# Halloween



## martink0646 (Feb 8, 2005)

Ahh! The lovely 'Halloween Theme' for TiVoweb has come around again. I wonder how many people it will catch out this year?

Martin


----------



## CarlWalters (Oct 17, 2001)

jut logged on to TiVoWeb from work and it's all orange and black. Where's my LovelyBlue2?


----------



## SPR (Nov 28, 2001)

Managed to miss it every other year - I like it!


----------



## cwaring (Feb 12, 2002)

Ahh yes. I wondered if anyone might post about this  Would be nice if they could make the TCF match it for the day


----------



## ColinYounger (Aug 9, 2006)

Latest version of TiVoWebPlus doesn't do this. Ho Hum.


----------



## Trinitron (Jan 20, 2003)

Of course you need to have Halloween.css on your Tivo for this to work. I deleted it off mine a while back in a tidying session, so today I just have basic black text on a white background!


----------



## cwaring (Feb 12, 2002)

No. This one was built into the thing rather than an external CSS. I certainly can't find a 'halloween.css' anywhere  It's also random. It doesn't appear _every_ time.


----------



## Trinitron (Jan 20, 2003)

I'm not at home, so can't ftp into Tivo to see what I have (or check in an old backup). I know the code to switch themes on Oct 31 is embedded in Tivoweb, and something rings a bell about the stylesheet being part of the code as well.

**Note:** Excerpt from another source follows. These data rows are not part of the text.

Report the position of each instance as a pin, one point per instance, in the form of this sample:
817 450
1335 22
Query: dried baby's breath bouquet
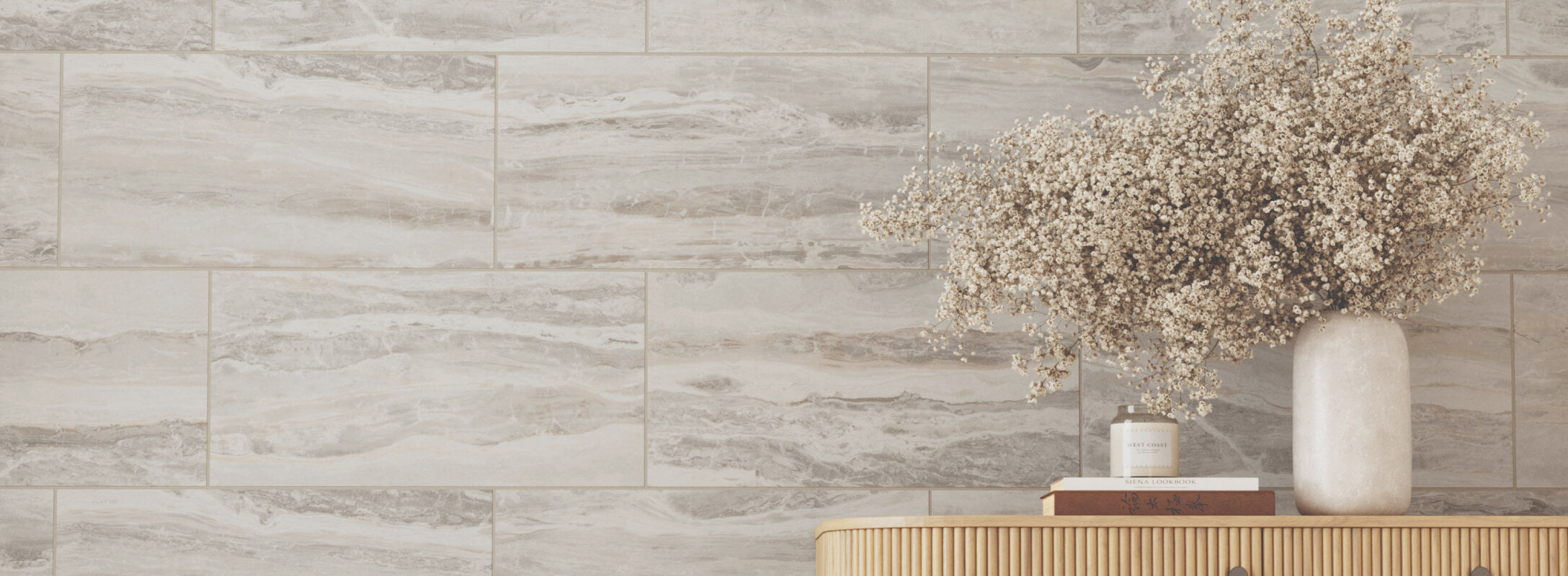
1305 166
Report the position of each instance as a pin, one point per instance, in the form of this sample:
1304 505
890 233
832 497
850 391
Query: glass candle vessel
1144 444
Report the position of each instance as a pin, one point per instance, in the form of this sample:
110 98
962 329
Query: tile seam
60 165
209 378
496 165
646 410
1513 381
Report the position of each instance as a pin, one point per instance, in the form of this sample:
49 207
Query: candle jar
1144 444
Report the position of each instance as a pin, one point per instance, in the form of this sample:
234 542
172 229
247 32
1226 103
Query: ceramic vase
1350 408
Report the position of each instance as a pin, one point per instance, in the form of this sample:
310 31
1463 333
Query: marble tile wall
476 287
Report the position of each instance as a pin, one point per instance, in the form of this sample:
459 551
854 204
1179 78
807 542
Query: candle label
1148 448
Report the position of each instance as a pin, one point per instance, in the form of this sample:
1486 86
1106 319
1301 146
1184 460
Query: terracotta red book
1157 503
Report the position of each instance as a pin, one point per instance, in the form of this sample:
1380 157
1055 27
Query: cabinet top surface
1190 522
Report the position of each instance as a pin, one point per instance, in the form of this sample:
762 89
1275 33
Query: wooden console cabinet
1192 545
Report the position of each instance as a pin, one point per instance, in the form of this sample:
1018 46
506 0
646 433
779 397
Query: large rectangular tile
1538 27
427 379
278 160
1249 434
1460 393
690 533
705 162
29 158
1454 27
1538 246
861 25
824 379
476 25
105 378
1462 389
977 97
105 25
1540 323
383 533
27 533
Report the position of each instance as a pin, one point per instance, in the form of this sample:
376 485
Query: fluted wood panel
1190 552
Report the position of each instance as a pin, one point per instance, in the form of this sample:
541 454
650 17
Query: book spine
1217 484
1159 505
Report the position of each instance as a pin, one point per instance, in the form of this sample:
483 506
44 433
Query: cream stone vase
1352 434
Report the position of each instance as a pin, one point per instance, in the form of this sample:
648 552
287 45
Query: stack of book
1157 497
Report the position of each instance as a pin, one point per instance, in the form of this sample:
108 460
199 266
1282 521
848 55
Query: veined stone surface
861 25
105 25
705 162
27 539
105 379
383 533
469 25
427 379
1456 27
278 160
29 158
1462 389
825 381
1537 246
693 533
1538 27
1540 370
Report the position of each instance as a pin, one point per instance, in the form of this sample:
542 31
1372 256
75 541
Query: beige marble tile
105 25
278 160
692 533
29 158
473 25
1462 389
1540 323
986 503
861 25
427 379
383 533
1538 246
825 381
1165 27
1538 27
977 97
1462 408
1489 503
105 379
705 162
1249 434
27 539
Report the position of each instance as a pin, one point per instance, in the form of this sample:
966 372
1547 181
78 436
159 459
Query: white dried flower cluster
1305 166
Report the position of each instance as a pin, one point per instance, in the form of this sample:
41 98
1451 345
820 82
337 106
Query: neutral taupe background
476 287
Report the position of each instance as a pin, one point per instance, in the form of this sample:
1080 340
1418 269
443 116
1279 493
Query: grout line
1082 387
60 165
494 495
478 270
646 440
54 534
670 54
209 378
496 166
1513 384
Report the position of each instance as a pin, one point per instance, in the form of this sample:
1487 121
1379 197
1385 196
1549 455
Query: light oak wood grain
1192 545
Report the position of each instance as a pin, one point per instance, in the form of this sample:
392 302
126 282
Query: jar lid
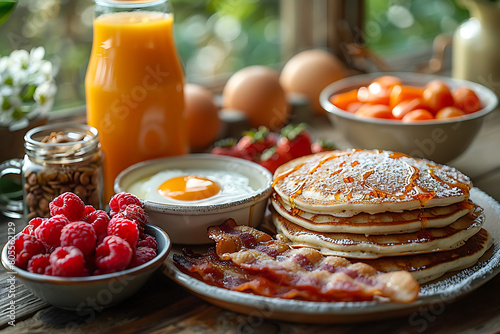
62 142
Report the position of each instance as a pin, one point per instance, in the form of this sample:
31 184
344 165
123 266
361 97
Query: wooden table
163 307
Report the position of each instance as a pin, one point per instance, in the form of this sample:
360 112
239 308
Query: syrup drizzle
410 189
459 185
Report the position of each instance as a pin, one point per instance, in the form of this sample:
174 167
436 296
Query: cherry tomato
387 81
406 106
353 107
417 115
343 100
449 112
375 93
401 93
375 111
437 95
466 100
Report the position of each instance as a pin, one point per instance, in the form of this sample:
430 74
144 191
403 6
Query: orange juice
134 90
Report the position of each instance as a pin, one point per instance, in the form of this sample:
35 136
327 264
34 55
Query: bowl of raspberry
81 258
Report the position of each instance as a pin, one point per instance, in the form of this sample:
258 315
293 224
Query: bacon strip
249 260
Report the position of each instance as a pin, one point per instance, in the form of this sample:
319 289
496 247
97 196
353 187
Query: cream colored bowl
187 224
437 140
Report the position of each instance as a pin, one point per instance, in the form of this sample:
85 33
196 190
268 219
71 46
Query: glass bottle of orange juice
134 84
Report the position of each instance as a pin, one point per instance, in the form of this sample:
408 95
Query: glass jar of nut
61 158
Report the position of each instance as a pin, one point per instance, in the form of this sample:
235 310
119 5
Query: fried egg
193 187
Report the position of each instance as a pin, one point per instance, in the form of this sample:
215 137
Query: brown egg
309 72
256 91
202 118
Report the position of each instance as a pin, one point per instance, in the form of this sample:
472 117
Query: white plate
444 290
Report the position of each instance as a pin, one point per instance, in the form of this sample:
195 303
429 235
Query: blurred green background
214 37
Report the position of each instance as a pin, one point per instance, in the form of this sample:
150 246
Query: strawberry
296 140
322 146
256 141
272 158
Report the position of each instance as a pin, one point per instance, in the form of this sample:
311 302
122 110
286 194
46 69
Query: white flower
20 59
45 92
27 87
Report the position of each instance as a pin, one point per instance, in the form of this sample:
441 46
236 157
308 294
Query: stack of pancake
383 208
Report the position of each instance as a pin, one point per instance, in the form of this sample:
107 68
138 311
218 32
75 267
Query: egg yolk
188 188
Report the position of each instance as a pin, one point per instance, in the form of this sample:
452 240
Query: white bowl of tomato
423 115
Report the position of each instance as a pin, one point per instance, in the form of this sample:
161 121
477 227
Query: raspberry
113 254
142 255
68 261
79 234
125 229
136 213
149 241
40 264
67 204
49 231
120 201
99 220
25 246
32 225
88 209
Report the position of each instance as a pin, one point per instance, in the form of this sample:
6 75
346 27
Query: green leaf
6 8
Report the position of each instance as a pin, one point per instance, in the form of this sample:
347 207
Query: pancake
345 183
427 267
371 247
375 224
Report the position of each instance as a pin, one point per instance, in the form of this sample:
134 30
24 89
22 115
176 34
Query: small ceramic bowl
187 223
91 292
437 140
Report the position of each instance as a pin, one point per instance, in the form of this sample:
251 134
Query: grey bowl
437 140
91 293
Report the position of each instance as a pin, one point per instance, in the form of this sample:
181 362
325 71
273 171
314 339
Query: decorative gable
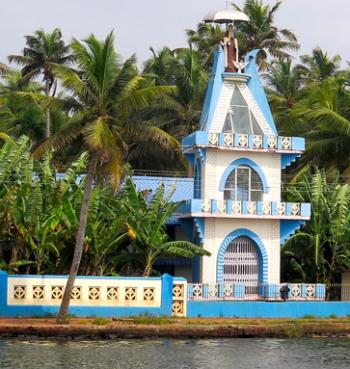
239 117
238 112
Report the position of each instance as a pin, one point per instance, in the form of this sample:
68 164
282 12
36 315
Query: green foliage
146 215
321 250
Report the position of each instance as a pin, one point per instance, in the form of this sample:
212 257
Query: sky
139 24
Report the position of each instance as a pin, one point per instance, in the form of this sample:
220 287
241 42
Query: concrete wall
345 289
39 296
259 309
216 230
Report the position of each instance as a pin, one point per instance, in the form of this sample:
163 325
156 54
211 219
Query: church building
234 208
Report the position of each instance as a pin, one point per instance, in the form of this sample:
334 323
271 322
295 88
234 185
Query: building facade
237 211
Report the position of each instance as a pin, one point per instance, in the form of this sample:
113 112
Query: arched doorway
241 264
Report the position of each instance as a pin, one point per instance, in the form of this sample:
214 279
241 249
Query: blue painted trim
262 254
200 228
167 294
246 162
90 311
261 309
214 89
3 290
187 226
298 143
257 88
288 159
288 228
46 276
197 187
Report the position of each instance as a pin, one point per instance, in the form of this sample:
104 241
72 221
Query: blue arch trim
248 163
262 254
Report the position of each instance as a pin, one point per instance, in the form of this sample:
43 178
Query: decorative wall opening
243 184
239 118
241 264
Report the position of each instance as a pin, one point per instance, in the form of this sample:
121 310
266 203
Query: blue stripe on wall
261 309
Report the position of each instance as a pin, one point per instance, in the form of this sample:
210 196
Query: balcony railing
243 141
265 292
200 207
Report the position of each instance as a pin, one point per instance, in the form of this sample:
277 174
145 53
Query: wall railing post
3 292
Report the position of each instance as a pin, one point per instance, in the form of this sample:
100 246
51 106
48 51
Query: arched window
243 184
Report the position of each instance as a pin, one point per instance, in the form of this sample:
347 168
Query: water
179 354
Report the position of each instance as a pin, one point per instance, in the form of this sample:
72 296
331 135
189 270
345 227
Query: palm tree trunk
79 243
147 271
47 111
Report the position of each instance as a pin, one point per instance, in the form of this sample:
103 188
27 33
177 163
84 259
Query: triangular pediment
239 117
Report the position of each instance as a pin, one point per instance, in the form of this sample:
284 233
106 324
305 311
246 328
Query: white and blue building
233 206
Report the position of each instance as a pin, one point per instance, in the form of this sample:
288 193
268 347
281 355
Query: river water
179 354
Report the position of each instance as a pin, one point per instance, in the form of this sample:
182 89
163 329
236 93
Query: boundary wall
40 296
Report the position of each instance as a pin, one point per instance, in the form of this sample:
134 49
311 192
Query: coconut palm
325 109
180 112
146 215
105 93
43 52
261 32
3 69
21 111
160 66
285 84
319 65
206 39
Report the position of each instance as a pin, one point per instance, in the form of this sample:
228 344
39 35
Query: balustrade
251 208
29 290
235 140
235 291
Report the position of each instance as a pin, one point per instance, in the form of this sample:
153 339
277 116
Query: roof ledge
238 77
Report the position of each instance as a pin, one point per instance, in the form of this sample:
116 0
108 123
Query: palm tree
325 110
319 66
21 111
285 84
206 39
180 112
261 33
104 92
160 66
3 68
43 53
146 215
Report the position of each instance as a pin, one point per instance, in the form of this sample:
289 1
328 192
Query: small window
243 184
239 118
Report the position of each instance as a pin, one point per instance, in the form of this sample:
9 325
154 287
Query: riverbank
142 327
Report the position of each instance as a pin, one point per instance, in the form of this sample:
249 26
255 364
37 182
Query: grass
101 321
150 320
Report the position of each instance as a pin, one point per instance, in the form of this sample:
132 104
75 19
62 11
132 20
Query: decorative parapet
87 291
243 141
237 209
179 294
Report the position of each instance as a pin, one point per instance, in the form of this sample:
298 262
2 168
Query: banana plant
146 215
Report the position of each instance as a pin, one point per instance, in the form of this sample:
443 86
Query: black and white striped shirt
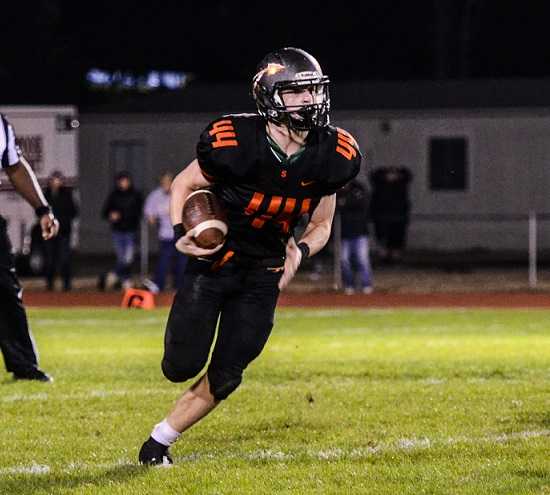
9 151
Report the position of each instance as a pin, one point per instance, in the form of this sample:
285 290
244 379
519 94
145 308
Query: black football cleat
32 374
153 453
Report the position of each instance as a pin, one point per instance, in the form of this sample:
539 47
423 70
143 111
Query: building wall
508 157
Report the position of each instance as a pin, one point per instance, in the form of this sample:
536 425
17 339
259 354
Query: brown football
203 212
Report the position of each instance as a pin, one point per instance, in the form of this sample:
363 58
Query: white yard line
330 454
92 394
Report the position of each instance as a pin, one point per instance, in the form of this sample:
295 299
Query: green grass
340 402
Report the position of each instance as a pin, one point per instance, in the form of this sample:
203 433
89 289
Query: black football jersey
264 193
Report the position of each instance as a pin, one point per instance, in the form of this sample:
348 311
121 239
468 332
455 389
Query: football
204 214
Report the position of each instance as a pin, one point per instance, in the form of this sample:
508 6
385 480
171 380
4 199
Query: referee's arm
24 181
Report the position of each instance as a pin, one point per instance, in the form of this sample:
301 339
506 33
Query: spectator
157 212
353 204
58 249
122 210
390 209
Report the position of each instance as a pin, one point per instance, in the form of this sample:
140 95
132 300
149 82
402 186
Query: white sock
164 433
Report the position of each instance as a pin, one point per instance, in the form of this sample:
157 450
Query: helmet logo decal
308 74
270 70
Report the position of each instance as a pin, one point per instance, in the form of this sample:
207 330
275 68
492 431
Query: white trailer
48 137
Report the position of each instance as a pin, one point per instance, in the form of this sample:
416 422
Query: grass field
340 402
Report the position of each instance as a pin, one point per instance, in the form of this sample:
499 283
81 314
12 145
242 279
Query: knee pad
179 374
223 382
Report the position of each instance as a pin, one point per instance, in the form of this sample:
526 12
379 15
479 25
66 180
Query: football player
270 170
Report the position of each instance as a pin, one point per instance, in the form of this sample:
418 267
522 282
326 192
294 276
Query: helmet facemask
301 117
291 70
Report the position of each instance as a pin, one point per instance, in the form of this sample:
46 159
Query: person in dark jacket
390 210
58 249
353 205
122 210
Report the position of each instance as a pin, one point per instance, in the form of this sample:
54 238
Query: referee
16 342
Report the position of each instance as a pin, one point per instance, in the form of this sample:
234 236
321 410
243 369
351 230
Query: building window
448 164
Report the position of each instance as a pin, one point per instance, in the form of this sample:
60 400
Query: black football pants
244 300
15 339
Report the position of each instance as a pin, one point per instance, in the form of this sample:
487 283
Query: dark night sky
48 45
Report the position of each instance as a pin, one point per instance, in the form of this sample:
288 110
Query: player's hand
49 226
114 216
292 262
188 246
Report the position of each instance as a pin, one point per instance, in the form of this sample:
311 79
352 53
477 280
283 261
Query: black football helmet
291 69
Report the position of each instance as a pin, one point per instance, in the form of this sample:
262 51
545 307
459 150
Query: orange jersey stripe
305 206
221 140
274 205
290 203
223 128
221 123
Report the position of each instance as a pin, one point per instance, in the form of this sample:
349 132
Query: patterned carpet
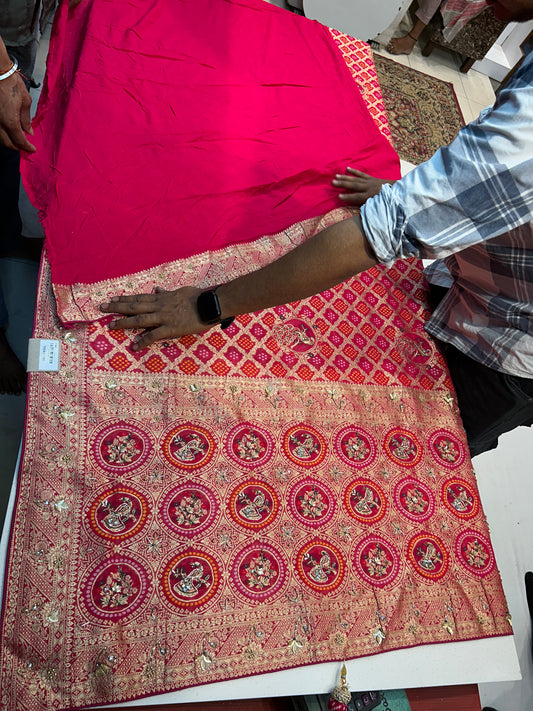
423 112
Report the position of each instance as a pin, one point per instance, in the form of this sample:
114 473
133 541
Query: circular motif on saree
475 554
311 502
460 497
414 348
249 445
304 446
428 555
295 334
258 571
188 446
403 447
377 561
414 499
115 588
190 579
189 509
120 447
447 449
365 500
355 446
118 513
253 504
321 566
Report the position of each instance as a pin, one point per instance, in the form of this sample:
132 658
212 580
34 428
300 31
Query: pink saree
295 489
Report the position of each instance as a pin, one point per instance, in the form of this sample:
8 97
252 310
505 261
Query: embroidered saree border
177 528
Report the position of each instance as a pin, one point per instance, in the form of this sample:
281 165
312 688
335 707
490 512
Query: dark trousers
490 402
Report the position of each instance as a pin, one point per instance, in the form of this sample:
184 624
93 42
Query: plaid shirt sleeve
478 187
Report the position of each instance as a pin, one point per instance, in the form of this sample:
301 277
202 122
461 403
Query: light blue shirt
471 205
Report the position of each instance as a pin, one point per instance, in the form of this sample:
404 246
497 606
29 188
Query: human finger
357 173
18 138
344 181
351 198
6 140
148 337
147 320
25 115
133 304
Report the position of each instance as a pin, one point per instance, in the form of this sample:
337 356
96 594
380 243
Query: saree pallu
292 490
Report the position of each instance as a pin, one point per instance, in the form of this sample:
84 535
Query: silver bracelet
10 71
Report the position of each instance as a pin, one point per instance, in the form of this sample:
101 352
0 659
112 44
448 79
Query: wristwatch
209 311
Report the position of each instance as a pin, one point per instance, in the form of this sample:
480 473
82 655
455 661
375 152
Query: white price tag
43 354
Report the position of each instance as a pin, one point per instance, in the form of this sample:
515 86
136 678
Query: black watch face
208 307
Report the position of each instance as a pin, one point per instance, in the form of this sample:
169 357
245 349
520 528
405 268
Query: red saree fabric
292 490
172 127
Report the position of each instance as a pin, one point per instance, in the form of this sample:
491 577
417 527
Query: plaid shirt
470 207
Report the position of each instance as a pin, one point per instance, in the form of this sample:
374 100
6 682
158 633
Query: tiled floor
502 475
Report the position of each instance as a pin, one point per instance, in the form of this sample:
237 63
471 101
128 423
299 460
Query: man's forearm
5 61
325 260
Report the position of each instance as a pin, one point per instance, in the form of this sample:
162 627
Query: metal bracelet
11 71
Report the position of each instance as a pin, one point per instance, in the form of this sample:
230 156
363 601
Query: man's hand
164 314
360 186
15 118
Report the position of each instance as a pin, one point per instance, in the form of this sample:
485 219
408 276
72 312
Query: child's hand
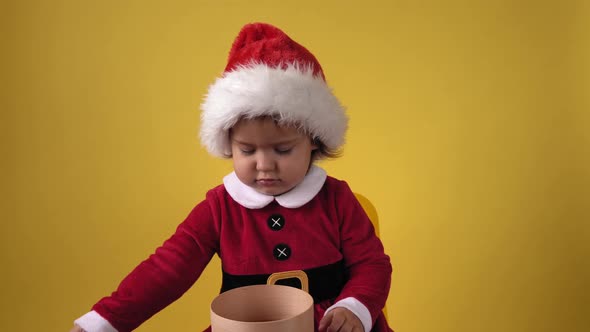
341 320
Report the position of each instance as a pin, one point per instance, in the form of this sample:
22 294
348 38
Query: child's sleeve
165 275
368 266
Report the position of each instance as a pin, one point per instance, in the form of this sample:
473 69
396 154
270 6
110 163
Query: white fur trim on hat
293 94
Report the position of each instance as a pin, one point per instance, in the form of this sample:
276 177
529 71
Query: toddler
273 114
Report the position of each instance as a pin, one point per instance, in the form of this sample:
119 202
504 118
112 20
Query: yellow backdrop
470 131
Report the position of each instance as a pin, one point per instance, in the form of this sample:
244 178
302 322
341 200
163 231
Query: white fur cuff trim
357 308
93 322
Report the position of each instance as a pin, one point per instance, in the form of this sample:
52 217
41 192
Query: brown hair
322 152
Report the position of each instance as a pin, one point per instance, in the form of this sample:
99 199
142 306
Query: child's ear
314 144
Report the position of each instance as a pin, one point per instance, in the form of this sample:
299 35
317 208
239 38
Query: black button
282 252
276 222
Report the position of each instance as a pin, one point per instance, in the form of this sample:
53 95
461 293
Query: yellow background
470 131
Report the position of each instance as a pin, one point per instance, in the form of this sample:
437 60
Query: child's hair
322 151
269 74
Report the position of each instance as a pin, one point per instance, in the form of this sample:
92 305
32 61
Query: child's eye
247 151
283 150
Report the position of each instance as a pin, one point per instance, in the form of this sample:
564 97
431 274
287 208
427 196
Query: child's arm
368 266
159 280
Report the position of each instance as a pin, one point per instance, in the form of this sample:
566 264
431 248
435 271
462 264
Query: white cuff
93 322
357 308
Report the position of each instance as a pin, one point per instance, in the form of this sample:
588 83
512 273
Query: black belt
325 282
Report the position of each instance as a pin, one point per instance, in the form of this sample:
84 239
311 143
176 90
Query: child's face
269 158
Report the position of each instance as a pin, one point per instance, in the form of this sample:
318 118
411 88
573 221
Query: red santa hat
269 74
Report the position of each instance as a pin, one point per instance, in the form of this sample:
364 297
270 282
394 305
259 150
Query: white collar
294 198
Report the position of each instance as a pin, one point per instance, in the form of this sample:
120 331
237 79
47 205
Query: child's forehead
265 129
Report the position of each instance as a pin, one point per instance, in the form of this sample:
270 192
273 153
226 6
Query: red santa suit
318 227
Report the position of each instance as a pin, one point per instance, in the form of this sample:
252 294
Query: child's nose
264 162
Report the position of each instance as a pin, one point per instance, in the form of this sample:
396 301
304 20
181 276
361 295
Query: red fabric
331 227
264 43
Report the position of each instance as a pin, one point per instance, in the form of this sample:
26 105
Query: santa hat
269 74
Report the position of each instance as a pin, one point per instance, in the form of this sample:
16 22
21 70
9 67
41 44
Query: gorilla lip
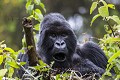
60 57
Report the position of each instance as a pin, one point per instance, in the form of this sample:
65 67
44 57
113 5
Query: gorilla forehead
54 20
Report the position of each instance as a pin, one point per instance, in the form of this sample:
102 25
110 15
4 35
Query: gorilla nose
60 44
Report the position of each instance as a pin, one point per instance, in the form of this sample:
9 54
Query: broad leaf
115 18
111 6
93 7
43 7
114 56
111 40
37 2
103 11
3 72
1 59
94 18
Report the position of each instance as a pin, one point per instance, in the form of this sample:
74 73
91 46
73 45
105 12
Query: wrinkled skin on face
57 41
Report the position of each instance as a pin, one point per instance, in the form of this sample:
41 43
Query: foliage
110 43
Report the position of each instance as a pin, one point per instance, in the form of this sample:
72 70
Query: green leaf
2 42
43 7
114 18
10 72
118 27
1 59
111 6
42 63
36 27
9 49
37 2
111 40
38 15
114 56
30 9
104 3
93 7
103 11
28 3
3 72
22 63
94 18
13 64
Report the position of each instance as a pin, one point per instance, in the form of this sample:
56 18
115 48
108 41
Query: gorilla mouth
60 57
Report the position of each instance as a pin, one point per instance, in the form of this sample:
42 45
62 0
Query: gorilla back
57 42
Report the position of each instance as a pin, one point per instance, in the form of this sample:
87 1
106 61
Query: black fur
57 38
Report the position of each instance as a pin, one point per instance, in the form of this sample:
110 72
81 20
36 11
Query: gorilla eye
64 35
52 35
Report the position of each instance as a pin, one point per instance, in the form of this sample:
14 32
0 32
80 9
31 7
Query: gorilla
57 42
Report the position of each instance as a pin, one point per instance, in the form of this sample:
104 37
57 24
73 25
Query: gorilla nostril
58 44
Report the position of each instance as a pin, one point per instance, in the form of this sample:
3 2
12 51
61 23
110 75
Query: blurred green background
75 11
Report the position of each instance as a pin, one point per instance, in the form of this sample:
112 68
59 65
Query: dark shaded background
75 11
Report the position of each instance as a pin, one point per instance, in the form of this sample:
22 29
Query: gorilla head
57 41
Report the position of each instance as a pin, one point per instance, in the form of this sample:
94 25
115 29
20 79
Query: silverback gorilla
57 42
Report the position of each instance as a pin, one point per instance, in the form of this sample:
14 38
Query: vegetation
110 43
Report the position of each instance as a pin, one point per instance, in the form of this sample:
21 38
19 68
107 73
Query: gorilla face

Isn't the switch something to do with the timing of the daily call, so if you miss Oct 31 it won't do anything?

Edit: I've looked under themes, and Halloween is there and will load! 

(I think I'll stop now before the hole I'm digging for myself gets any deeper)


----------



## cwaring (Feb 12, 2002)

Trinitron said:


> Edit: I've looked under themes, and Halloween is there and will load!


Well it's not on mine  I guess someone must have extracted it and posted it and that's what you have because, as far as I know, what both you and I posted is correct. ie this....


Trinitron said:


> I know the code to switch themes on Oct 31 is embedded in Tivoweb, and something rings a bell about the stylesheet being part of the code as well.


----------



## mikerr (Jun 2, 2005)

Can't believe I just trawled though the code looking ...but in 1.9.4:

It checks to see it the date is 31/10 _on a reload_ in the main server (httpd-tt.tcl) 
The actual css is base64 encoded (hidden) in another file:

html.itcl:
set altcss [base64dec "I3RoZW1lOmFmdGVyIHsKIC ...

There are "cleaned" versions of tivoweb floating around with anti-hacking checks removed, and the base64 all extracted - that's the version tivowebplus grew out of IIRC

..and yes, it did catch me out this year


----------



## RichardJH (Oct 7, 2002)

if anyone really wants the halloween theme here it is


----------



## cwaring (Feb 12, 2002)

Anyone else completely forgotten what day it was and so got the shock of their life on loading Tivoweb for the first time today?


----------



## ericd121 (Dec 12, 2002)

Trinitron said:


> Isn't the switch something to do with the timing of the daily call, so if you miss Oct 31 it won't do anything?





mikerr said:


> It checks to see it the date is 31/10 _on a reload_ in the main server (httpd-tt.tcl)


Thanks for that! :up:

I was a bit worried when I couldn't set my theme back to my chosen one.


----------